= Sherston trilogy =

3 volume fictionalized auto-biography

The Sherston trilogy is a series of books by the English poet and novelist Siegfried Sassoon, consisting of Memoirs of a Fox-Hunting Man, Memoirs of an Infantry Officer, and Sherston's Progress. They are named after the protagonist, George Sherston - a young Englishman of the upper middle-class, living immediately before and during the First World War.

The books are, in fact, 'fictionalised autobiography', wherein the only truly fictional things are the names of the characters. Sassoon himself is represented by Sherston.

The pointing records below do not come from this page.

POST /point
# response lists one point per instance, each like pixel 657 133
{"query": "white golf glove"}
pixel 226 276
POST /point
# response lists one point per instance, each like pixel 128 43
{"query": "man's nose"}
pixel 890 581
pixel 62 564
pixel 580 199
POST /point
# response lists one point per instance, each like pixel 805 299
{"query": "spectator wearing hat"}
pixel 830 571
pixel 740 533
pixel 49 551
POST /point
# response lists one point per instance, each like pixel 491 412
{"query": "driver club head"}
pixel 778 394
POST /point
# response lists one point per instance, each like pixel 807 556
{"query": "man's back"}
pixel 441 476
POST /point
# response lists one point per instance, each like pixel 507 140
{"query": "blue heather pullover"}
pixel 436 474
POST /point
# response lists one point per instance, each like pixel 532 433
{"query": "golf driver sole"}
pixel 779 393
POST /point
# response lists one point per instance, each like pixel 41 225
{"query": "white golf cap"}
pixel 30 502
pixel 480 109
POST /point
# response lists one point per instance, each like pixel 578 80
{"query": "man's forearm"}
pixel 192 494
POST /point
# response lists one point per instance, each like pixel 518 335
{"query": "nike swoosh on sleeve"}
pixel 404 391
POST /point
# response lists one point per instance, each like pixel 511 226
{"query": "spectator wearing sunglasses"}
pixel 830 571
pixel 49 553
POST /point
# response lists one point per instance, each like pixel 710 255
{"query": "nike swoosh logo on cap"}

A comparison of the Sherston memoirs to Sassoon's later, undiluted autobiographical trilogy (The Old Century, The Weald of Youth, and Siegfried's Journey) shows their strict similarity, and it is generally accepted that all six books constitute a composite portrait of the author, and of his life as a young man. (Sassoon remarked, however, that his alter-ego personified only one-fifth of his actual personality. Unlike his author, Sherston has no poetic inclinations; nor does he deal with homosexuality, which was illegal at the time Sassoon was writing.)

The Sherston trilogy won high acclaim, and Memoirs of a Fox-Hunting Man took the Hawthornden Prize for Literature for 1928. The three books were printed together in one volume, The Memoirs of George Sherston, in 1937.